Factors Related to Hospital Mortality in Neonates with Congenital Diaphragmatic Hernia: Logistic Regression Analyses
| Factors | Univariable logistic regression analysesa | Multivariable logistic regression analysisb | ||||||
|---|---|---|---|---|---|---|---|---|
| OR | 95% CI for OR | p-value | AOR | 95% CI for AOR | p-value | |||
| Lower | Upper | Lower | Upper | |||||
| Perinatal characteristics | ||||||||
| Birth weight at delivery | 0.574 | 0.252 | 1.310 | 0.187 | 0.112 | 0.017 | 0.733 | 0.022 |
| Gender (male) | 2.057 | 0.776 | 5.451 | 0.147 | 0.608 | 0.089 | 4.159 | 0.612 |
| Immediate postnatal intubation | 6.481 | 1.310 | 32.072 | 0.022 | NA | NA | NA | NA |
| Clinical characteristics and laboratory investigations | ||||||||
| Age at hospital admission (hours) | 0.975 | 0.946 | 1.004 | 0.090 | NA | NA | NA | NA |
| Pre-/post-ductal SpO2 difference | 1.367 | 1.145 | 1.632 | 0.001 | 1.332 | 0.997 | 1.780 | 0.053 |
| Lactate (mmol/L) | 1.253 | 0.970 | 1.619 | 0.084 | NA | NA | NA | NA |
| PaO2 (mmHg) | 0.969 | 0.950 | 0.987 | 0.001 | NA | NA | NA | NA |
| PaCO2 (mmHg) | 1.066 | 1.031 | 1.101 | < 0.001 | 1.076 | 0.996 | 1.163 | 0.064 |
| Associated congenital abnormalities | ||||||||
| Congenital heart diseases | 6.800 | 0.774 | 59.746 | 0.084 | NA | NA | NA | NA |
| Severity of illness | ||||||||
| Peak VIS | 1.053 | 1.027 | 1.080 | < 0.001 | 1.061 | 1.011 | 1.113 | 0.017 |
| Admission PASP | 1.068 | 1.032 | 1.106 | < 0.001 | 1.140 | 1.041 | 1.247 | 0.005 |
| Respiratory support | ||||||||
| HFOV as the initial ventilation mode | 18.729 | 5.793 | 60.549 | < 0.001 | NA | NA | NA | NA |
| Constant | 0.000 | 0.034 | ||||||
a)Each variable of perinatal characteristics, neonatal admission characteristics, overall severity of illness, resource utilization in the SICU, surgical interventions, and complications was initially analyzed using the univariable logistic regression model. Variables with a P-value < 0.10 in the univariable analysis, alongside clinically significant factors, were considered for inclusion in the multivariable logistic regression model.

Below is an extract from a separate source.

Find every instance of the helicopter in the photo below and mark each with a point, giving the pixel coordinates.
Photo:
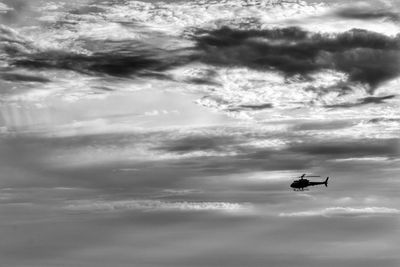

b)All selected variables were incorporated into the multivariable model, which was then refined using a stepwise backward elimination process, starting with the forced entry method. In addition, the final model demonstrated a good model fit, with a log-likelihood of −14.43 and a pseudo R2 of 0.689, indicating strong explanatory power. The Hosmer-Lemeshow goodness-of-fit test yielded a χ2(8) = 4.12, p-value = 0.84, suggesting excellent calibration and no evidence of poor fit.
Discussion
In this study, we observed that all neonates with CDH were transferred from various prior hospitals to our study site, with a notably low rate of immediate postnatal intubation (Table 2). Half of these neonates died in the hospital (Fig. 1). The majority of neonates presented with severe conditions, characterized by significant differences in pre- and post-ductal SpO2 levels, elevated PASP at the time of admission, high OI measured 6 h after birth, and increased peak VIS during SICU stay (Table 4). Despite more than half of the neonates with CDH receiving HFOV as the initial ventilation mode, only a low rate received management with iNO, Ilomedin, or ECMO during SICU stay (Table 5). The rate of surgical repairs performed was also relatively low (Table 5). Multivariable analysis identified lower birth weight at delivery as an independent predictor of hospital mortality, along with higher peak VIS and elevated admission PASP as additional independent predictors (Table 6).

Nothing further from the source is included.